Asserting that the range and intensity of desertification have increased in some dryland areas over the past several decades, a latest report by the Intergovernmental Panel on Climate Change (IPCC) has suggested afforestation programmes like “green walls” and “green dams” to combat desertification.
“Afforestation programmes aimed at creating windbreaks in the form of green walls and green dams can help stabilise and reduce dust storms, avert wind erosion, and serve as carbon sinks, particularly when done with locally adapted tree species,” said the IPCC’s Special Report on Climate Change and Land (SRCCL) which was released on August 8, 2019.
It was prepared by 107 experts from 52 countries and this was the first IPCC report in which a majority of the authors (53 percent) are from developing countries. Established in 1988, IPCC is a United Nations body that provides governments across the world with regular scientific assessments concerning climate change, its implications and potential future risks, as well as to put forward adaptation and mitigation strategies.
It highlighted several green wall and green dam programmes undertaken across the world over the past several decades to tackle desertification and land degradation. For instance, it revealed that such programmes have been implemented in countries like China, Algeria, Mongolia, Turkey and Iran, and in some areas in the Sahara and the Sahel region.
Stressing that these programmes are increasingly considered as part of many national and international initiatives to combat desertification, it said that afforestation and reforestation programs can contribute to reducing sand storms and increasing carbon sinks in dryland regions.
In China, the government recognised that desertification and dust storms jeopardised livelihoods of nearly 200 million people, and thus afforestation programmes for combating desertification were initiated since 1978. The efforts resulted in encouraging results. The IPCC report noted that China’s efforts showed that the green wall and green dam projects generally played an “active role in combating desertification and fighting against dust storms in China over the past several decades”.
Studies showed that the area of degraded land decreased, carbon sequestration increased, the amount of wind erosion decreased, the average annual occurrence of sandstorms decreased and that the restoration of degraded land led to an increase in the annual output of fresh and dried fruits, the report said.

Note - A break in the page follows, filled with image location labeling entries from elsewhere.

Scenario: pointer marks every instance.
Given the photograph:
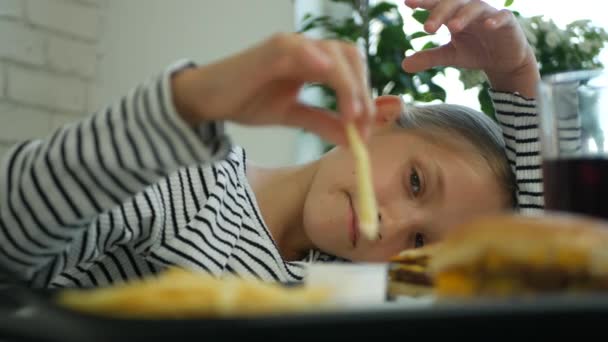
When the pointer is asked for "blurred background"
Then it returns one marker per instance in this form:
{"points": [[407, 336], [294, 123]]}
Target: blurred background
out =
{"points": [[61, 60]]}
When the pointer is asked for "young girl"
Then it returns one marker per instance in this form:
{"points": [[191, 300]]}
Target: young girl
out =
{"points": [[153, 181]]}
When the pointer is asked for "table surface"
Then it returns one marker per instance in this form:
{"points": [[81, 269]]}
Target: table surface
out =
{"points": [[27, 318]]}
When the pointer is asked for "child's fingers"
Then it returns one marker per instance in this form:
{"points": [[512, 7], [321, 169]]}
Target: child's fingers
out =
{"points": [[467, 14], [359, 69], [424, 4], [441, 13], [502, 18]]}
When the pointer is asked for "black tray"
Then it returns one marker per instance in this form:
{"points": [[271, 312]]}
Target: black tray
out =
{"points": [[28, 316]]}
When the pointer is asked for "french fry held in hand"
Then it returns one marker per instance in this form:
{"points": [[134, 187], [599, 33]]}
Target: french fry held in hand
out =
{"points": [[368, 213]]}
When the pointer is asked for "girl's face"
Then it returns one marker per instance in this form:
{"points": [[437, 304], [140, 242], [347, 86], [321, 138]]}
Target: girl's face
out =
{"points": [[423, 185]]}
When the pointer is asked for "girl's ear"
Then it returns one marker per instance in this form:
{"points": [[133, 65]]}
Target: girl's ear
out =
{"points": [[388, 109]]}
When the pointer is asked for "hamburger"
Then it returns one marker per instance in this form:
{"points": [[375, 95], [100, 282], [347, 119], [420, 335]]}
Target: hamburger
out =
{"points": [[408, 273], [514, 255]]}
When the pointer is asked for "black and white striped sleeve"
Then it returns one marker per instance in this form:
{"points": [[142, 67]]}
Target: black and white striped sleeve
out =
{"points": [[52, 189], [518, 118]]}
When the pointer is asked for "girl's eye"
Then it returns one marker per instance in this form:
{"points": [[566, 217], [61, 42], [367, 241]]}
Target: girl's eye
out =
{"points": [[415, 183], [418, 240]]}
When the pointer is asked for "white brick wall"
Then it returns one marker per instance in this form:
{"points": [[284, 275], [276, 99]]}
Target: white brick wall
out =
{"points": [[41, 88], [73, 57], [11, 8], [21, 43], [68, 17], [60, 120], [48, 64], [3, 149], [2, 82], [20, 123]]}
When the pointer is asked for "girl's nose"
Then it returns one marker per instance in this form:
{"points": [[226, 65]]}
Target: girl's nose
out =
{"points": [[400, 222]]}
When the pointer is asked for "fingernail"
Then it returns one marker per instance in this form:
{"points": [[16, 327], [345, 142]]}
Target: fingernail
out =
{"points": [[357, 107]]}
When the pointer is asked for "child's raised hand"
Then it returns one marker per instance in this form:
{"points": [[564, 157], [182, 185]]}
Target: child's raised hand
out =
{"points": [[260, 86], [482, 37]]}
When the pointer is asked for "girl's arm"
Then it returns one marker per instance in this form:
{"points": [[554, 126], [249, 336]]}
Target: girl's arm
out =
{"points": [[51, 190]]}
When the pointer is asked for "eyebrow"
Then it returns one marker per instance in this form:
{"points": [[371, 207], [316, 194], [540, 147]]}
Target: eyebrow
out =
{"points": [[438, 177]]}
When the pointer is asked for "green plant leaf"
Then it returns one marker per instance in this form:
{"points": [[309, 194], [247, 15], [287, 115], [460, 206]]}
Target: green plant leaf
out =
{"points": [[421, 16], [485, 102]]}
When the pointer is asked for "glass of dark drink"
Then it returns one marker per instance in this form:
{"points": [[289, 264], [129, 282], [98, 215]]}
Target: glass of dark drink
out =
{"points": [[573, 109]]}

Desertification is land degradation in arid, semi-arid, and dry sub-humid areas, collectively known as drylands, resulting from many factors, including human activities and climatic variations. The range and intensity of desertification have increased in some dryland areas over the past several decades. It is estimated that about 500 million people live in areas that face desertification and as per IPCC report the highest numbers of people affected are in south Asia (which includes countries like India), East Asia, North Africa and the Middle East.
“Desertification has already reduced agricultural productivity and incomes and contributed to the loss of biodiversity in some dryland regions. In many dryland areas, the spread of invasive plants has led to losses in ecosystem services, while over-extraction is leading to groundwater depletion. Unsustainable land management, particularly when coupled with droughts, has contributed to higher dust storm activity, reducing human well being in drylands and beyond,” the report said.

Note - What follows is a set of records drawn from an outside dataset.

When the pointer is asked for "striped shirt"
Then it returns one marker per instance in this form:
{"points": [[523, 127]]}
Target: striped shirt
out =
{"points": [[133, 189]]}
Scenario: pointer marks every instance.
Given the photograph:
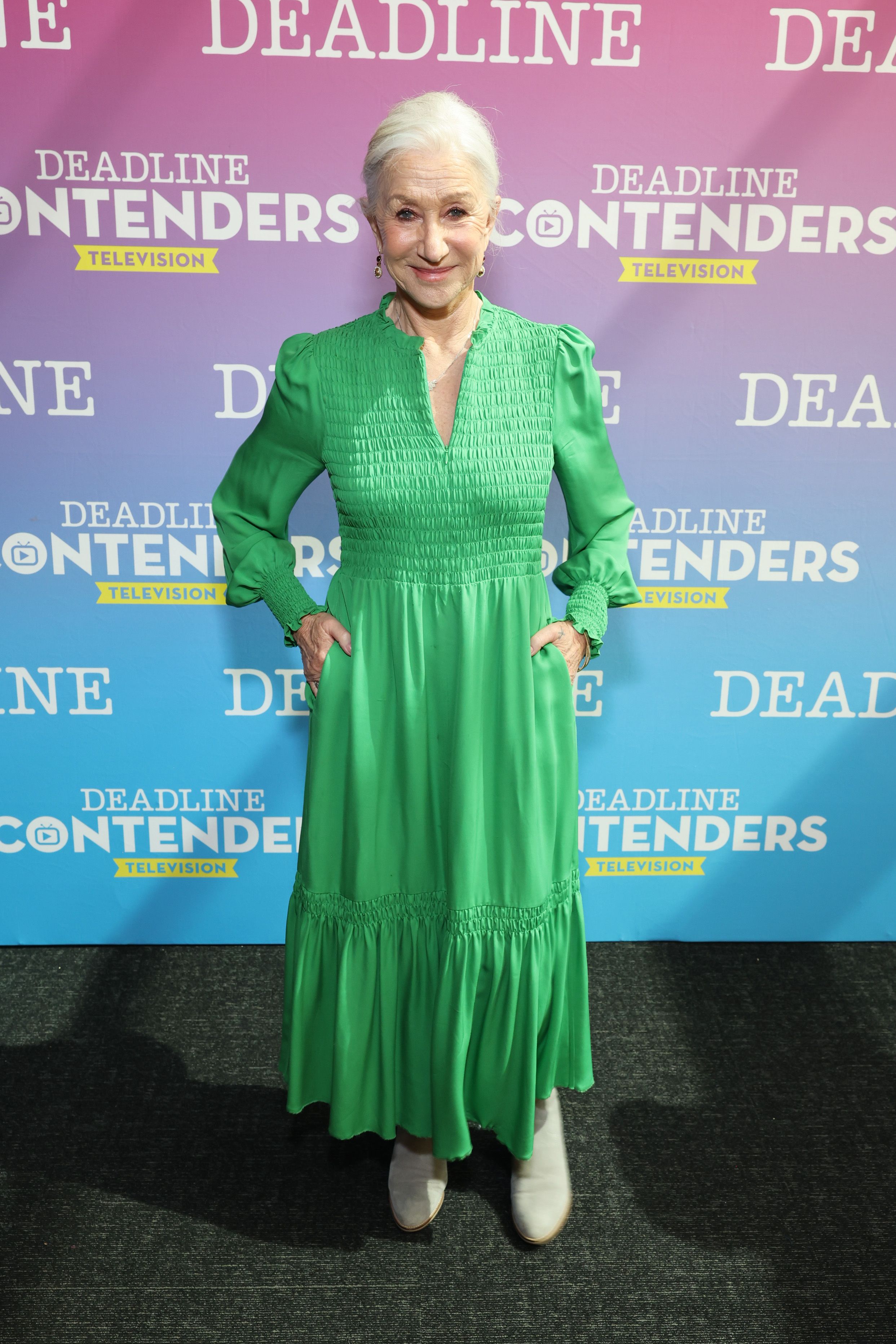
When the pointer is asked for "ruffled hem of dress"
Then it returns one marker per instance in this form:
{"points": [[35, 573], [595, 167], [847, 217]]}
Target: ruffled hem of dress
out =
{"points": [[405, 1013]]}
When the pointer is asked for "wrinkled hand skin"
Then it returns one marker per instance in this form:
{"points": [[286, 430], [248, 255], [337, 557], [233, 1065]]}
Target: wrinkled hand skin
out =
{"points": [[315, 636], [568, 639]]}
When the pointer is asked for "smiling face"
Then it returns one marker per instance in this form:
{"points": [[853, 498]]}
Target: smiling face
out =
{"points": [[432, 222]]}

It revealed that dust storms were associated with “global cardiopulmonary mortality of about 402,000 people in a single year” and higher intensity of sand storms and sand dune movements are further causing disruption and damage to transportation as well as solar and wind energy harvesting infrastructures.
Read more: Is India doing enough to battle desertification?
[Interview] “Avoiding the risk of land degradation is fundamental to any response to climate change”
“The choices we make about sustainable land management can help reduce and in some cases reverse these adverse impacts. In a future with more intensive rainfall the risk of soil erosion on croplands increases, and sustainable land management is a way to protect communities from the detrimental impacts of this soil erosion and landslides. However there are limits to what can be done, so in other cases degradation might be irreversible,” said Kiyoto Tanabe, co-chair of IPCC’s task force on national greenhouse gas inventories, in a statement.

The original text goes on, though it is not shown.